Bazzoli v. Nance's Sanitarium, Inc.

240 P.2d 672, 109 Cal. App. 2d 232, 1952 Cal. App. LEXIS 1826
CourtCalifornia Court of Appeal
DecidedFebruary 14, 1952
DocketCiv. 7951
StatusPublished
Cited by22 cases

This text of 240 P.2d 672 (Bazzoli v. Nance's Sanitarium, Inc.) is published on Counsel Stack Legal Research, covering California Court of Appeal primary law. Counsel Stack provides free access to over 12 million legal documents including statutes, case law, regulations, and constitutions.

Bluebook
Bazzoli v. Nance's Sanitarium, Inc., 240 P.2d 672, 109 Cal. App. 2d 232, 1952 Cal. App. LEXIS 1826 (Cal. Ct. App. 1952).

Opinion

SCHOTTKY, J. pro tem.

Respondent, admittedly a busiiness invitee on premises owned and operated by appellant corporation, suffered personal injuries when his foot went through the floor and was plunged into a tank of hot water beneath it. He commenced an action for damages against appellant, and a jury rendered a verdict in his favor for *235 the sum of $15,000. This appeal is from the judgment entered upon the verdict.

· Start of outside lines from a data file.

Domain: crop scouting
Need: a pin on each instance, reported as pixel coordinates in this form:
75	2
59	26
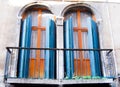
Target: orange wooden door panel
82	67
36	68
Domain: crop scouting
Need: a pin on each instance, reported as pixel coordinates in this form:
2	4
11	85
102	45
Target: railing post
59	41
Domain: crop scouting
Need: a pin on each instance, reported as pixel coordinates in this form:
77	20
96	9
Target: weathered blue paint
24	54
22	51
91	53
96	46
47	53
71	46
50	54
28	41
68	41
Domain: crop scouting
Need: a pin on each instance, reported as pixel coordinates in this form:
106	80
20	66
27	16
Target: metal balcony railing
36	65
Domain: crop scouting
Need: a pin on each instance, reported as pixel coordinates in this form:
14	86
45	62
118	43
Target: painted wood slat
21	59
91	53
96	46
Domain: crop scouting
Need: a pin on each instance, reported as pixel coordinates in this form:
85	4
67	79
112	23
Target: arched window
37	31
81	32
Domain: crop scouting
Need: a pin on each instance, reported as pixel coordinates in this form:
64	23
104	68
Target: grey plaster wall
108	18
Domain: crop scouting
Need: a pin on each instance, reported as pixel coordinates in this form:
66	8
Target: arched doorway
37	29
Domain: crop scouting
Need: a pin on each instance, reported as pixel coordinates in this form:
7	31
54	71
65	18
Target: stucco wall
107	17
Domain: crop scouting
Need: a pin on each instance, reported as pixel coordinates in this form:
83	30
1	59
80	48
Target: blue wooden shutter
50	54
24	54
94	44
68	43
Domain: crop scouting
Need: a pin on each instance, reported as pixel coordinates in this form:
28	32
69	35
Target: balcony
38	71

In arguing for a reversal of the judgment appellant makes four main contentions: (1) The evidence is insufficient to support a finding of negligence in appellant; (2) The trial court erred in applying the doctrine of “res ipsa loquitur” to the evidence in this case, and in instructing the jury thereupon; (3) The language of the res ipsa loquitur instructions given did not state the law, or was otherwise defective, to appellant’s prejudice; (4) The amount of damages awarded to respondent is excessive.

Before discussing these contentions we shall summarize briefly the factual situation as disclosed by the record, bearing in mind the familiar rule that all conflicts must be resolved in favor of respondent and all reasonable inferences must be indulged in to support the verdict.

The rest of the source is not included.